ADI's services include:

1. Medical treatment: To help save lives and reduce suffering, ADI’s doctors currently treat more than 3,500 patients every year. Some people have never seen a doctor before, others only once every couple of years. Consequently, ADI's doctors see many people in advanced stages of disease that could have been prevented. Common diseases and illnesses include malaria and tuberculosis, leprosy, lymphatic filariasis, muscular skeletal, respiratory and serious eye problems.

2. Training and education: To help strengthen the capacity of local health workers, ADI’s doctors conduct case-based training during clinics and teach medical education sessions. Every year, ADI also facilitates an in-service health training which brings together health staff from various locations for a week of intensive learning with local and expatriate health experts.

3. School and community health education: Many lives are lost due to a lack of knowledge about how diseases are caused, prevented and treated. To help with this, ADI’s doctors and health managers deliver health education talks which address PNG national health priorities and target specific groups. In 2010-2011, ADI’s volunteers gave health talks to over 15,000 adults and school children in Western Province.

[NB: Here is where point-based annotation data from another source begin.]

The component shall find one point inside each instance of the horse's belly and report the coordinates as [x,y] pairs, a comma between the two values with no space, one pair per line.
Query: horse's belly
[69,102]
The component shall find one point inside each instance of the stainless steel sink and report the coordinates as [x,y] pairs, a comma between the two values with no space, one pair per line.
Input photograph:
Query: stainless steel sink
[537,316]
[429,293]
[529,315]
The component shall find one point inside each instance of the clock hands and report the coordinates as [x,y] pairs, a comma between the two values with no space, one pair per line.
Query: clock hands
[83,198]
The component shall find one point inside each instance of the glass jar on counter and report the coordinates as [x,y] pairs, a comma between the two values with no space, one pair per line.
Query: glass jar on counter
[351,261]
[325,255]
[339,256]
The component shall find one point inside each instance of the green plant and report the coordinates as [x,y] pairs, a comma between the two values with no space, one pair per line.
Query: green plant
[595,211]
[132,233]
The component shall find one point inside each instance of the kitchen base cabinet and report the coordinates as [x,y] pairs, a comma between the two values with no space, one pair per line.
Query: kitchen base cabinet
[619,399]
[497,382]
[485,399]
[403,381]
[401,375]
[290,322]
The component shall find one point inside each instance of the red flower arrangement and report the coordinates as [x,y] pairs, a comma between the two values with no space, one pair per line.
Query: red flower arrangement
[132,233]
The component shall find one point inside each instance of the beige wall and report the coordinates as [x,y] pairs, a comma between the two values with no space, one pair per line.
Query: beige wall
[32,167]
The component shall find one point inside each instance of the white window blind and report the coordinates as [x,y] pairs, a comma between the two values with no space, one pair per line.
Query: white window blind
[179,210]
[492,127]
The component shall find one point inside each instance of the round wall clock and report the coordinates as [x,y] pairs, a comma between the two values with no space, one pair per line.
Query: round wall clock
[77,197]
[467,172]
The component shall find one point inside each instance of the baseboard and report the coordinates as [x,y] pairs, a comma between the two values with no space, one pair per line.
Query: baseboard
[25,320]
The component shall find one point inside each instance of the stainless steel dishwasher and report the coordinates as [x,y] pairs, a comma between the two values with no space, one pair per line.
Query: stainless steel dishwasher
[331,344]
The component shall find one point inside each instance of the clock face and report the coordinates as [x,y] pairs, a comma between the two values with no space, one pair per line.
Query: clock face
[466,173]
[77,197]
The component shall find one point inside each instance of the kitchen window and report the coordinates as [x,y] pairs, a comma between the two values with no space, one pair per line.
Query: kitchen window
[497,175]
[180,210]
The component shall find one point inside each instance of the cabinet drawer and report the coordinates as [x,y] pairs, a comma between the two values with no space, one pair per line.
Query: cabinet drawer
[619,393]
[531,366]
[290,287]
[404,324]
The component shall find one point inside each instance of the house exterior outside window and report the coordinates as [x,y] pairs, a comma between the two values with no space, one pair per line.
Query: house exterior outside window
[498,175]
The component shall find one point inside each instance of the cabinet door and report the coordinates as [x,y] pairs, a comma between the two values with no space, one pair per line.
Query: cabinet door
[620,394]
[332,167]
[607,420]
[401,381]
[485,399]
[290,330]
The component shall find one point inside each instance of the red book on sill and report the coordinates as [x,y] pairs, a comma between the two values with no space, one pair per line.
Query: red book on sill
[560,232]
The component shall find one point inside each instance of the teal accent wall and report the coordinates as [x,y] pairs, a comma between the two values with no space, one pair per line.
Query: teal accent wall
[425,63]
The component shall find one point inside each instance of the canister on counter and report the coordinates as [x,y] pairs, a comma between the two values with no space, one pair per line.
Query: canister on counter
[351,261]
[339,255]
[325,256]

Where possible, ADI's doctors work alongside local health workers who perform parallel services including infant immunisations, eye/ear testing and dental. In New Ireland Province, ADI travels with a large team of provincial and district health staff who undertake community health promotion, health centre management and dental, disease control and environmental health activities.

Approved by AusAID as an OADGR, ADI is a member of ACFID and a signatory to its Code of Conduct. ADI aims for continuous improvement in health indicators as a result of its activities through the use of a structured monitoring and evaluation framework.

PNG has not shown any sustained improvement in health since 2002. It is unlikely to meet any of the UN Millennium Goals, especially those on child and maternal mortality. Rural areas - where 86% of the population lives - are particularly disadvantaged, with 30% of health aid posts closed. The rest are often run-down and under-resourced. Doctor shortage is a major problem. Western Province has just 14 doctors - all urban based - for 212,000 people spread far and wide. This includes one doctor per 8,800 people in North Fly District and no doctor for 74,800 in Middle Fly District. New Ireland Province has just 10 local doctors - all based at Kavieng Hospital - for 160,000 people. Due to heavy workloads and lack of funding, they rarely visit rural health centres and aid posts.

Forty percent of deaths in PNG are caused by six diseases that can be easily and inexpensively treated at aid posts. Diseases such as malaria, tuberculosis, pneumonia, diarrheal diseases, meningitis and HIV/AIDS account for about half of all deaths in PNG. Of every 1,000 children born, 69 will die before age five and another 53 won’t even survive their infancy. Five women die in childbirth every day and only two in five deliver at a health facility.

PNG also has: The highest rate of malaria in the Western Pacific, a leading cause of death in children under five in PNG; The highest rate of lymphatic filariasis (elephantiasis) in the world, with over 1 million people infected; The highest rate of HIV/AIDS in the Pacific region- an estimated 34,000 people are HIV-positive; The second highest incidence of leprosy in Western Province, despite the disease being treatable and virtually eradicated elsewhere in PNG; High incidence of intestinal diseases, such as cholera and typhoid, due to contaminated food and water; A worsening medical supply chain - only 50% of health centres/hospitals have adequate stocks of the most basic essential medicines.